There is a pause as Alonso reaches, again, the crux of the issue. A single English word he returns to that, unpacked, analysed and investigated, explains much. "I don't think tackling is a quality," he says. "It is a recurso, something you have to resort to, not a characteristic of your game. At Liverpool I used to read the matchday programme and you'd read an interview with a lad from the youth team. They'd ask: age, heroes, strong points, etc. He'd reply: 'Shooting and tackling'. I can't get into my head that football development would educate tackling as a quality, something to learn, to teach, a characteristic of your play. How can that be a way of seeing the game? I just don't understand football in those terms. Tackling is a [last] resort, and you will need it, but it isn't a quality to aspire to, a definition. It's hard to change because it's so rooted in the English football culture, but I don't understand it."

The tackle is perhaps the greatest expression of an English conception of the game – physical, epic, emotional. By definition, reactive. After every tournament knockout, some respond by moaning that England's players did not feel the shirt, that they lacked passion. Alonso admires the sentiment but does not share it. Spain's experience suggests other flaws; passion is a myth to be debunked. "Passion?" he says. "Of course it's necessary but it's more important to have footballing foundations, certainly when developing players. Passion isn't something you work on. It's more important to construct a good team, to know how you are going to play, how to read the match. You have to truly understand the game."

Less motivation, more preparation, then? "Yes," Alonso says. "And from youth level upwards. From a Spanish perspective, what matters is the ball – possession of it, knowing what to do with it and when. The identity is clear. Technique is vital and intelligence is fundamental. You need players who interpret the play, who can adapt and do not just have one concrete skill or characteristic.

"There is a difference, for example, between Spain and Real Madrid because we have a different profile of players. Yet at Madrid, despite the long passes, my role is still mostly short – to keep the circulation of the ball going. With the national team it's even more about control, pass, elaborating play, judging time, waiting for the opening without being quite so quick or so direct. Look at [Sergio] Busquets, Xavi [Hernández], Silva, [Santi] Cazorla, Mata – in small spaces they read the game, knowing when to dribble, when to go short, when to switch or open out the play. That intelligence is vital to give a collective sense to the game."

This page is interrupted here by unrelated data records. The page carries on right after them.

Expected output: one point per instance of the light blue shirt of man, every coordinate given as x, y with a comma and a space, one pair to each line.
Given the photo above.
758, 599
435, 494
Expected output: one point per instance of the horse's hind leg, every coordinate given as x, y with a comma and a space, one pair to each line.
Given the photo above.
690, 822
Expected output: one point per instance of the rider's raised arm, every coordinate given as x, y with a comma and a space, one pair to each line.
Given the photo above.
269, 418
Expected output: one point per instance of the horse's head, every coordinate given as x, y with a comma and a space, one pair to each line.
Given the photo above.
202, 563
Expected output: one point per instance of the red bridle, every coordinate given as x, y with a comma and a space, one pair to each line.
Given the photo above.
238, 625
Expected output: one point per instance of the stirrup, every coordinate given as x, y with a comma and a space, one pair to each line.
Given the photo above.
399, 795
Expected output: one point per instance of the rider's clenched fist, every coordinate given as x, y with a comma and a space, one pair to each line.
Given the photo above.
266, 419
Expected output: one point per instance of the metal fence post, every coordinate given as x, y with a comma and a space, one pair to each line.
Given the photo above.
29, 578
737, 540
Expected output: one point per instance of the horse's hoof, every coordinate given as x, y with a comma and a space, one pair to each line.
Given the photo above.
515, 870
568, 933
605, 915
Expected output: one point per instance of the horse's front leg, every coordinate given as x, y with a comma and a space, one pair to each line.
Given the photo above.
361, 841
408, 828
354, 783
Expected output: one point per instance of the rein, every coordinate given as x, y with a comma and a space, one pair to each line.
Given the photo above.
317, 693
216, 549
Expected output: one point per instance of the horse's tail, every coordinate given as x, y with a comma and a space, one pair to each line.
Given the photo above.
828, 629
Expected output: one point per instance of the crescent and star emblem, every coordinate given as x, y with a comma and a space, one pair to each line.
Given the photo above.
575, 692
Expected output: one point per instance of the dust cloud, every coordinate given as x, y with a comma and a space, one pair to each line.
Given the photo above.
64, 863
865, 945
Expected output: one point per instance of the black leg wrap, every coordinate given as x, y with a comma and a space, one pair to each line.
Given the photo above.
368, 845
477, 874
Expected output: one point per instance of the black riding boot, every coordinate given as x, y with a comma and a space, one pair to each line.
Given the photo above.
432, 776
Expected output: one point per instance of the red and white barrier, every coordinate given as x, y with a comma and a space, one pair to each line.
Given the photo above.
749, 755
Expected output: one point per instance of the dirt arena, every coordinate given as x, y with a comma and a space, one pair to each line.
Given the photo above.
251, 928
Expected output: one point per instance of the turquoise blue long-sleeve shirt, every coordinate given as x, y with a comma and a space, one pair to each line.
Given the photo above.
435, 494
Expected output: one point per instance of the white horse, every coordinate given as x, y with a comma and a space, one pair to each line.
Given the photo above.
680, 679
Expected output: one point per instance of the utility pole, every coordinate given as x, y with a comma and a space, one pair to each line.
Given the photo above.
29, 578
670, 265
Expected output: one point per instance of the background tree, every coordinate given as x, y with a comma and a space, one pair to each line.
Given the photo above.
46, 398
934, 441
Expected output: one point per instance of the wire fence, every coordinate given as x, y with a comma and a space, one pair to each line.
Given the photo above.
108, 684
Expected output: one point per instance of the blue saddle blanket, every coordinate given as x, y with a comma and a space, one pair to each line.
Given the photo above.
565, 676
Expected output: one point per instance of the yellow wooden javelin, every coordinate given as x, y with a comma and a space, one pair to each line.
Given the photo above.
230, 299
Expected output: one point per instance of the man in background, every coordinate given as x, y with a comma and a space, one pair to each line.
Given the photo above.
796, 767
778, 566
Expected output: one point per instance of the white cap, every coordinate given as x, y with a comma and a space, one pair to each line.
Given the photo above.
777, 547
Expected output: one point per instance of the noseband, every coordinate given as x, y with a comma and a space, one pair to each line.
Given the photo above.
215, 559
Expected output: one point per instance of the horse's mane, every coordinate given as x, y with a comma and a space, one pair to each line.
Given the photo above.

It sounds easy, obvious. It is not – not even for Spain. Nor is it a case of tearing everything up, of ignoring the qualities of England's players or its traditions. "You can change without losing the essence of British football. Growing doesn't mean renouncing your history," Alonso says. "For Spain it took a long time and reflected the players we had. The idea, the same approach, is being inculcated at Under-21 level by [the coach] Luis Milla and all the way through. It fits our footballing culture. But it has been hard to get to here. There have been doubts, you know. Big doubts.

"Luis Aragonés and then Vicente del Bosque changed Spain's approach, as did the players. We know that's our way of playing, regardless of the score. It's very well defined, we have the right players and the right mentality. But maybe if we hadn't beaten Italy on penalties at Euro 2008 the belief, the fidelity to our style, would have been lost. That was a turning point. Then you play Russia and, bam!, you destroy them. And Germany in South Africa and, bam!, our best game. That reinforced our collective identity. You think: 'This is the way we have to play, this works.'

"Success convinced us that it is the right way forward. The past doesn't count in terms of results but in terms of approach it does. It doesn't mean we'll win in the future but we know how we'll try to win. The European Championship and the World Cup reinforced the idea but you have to start with an idea."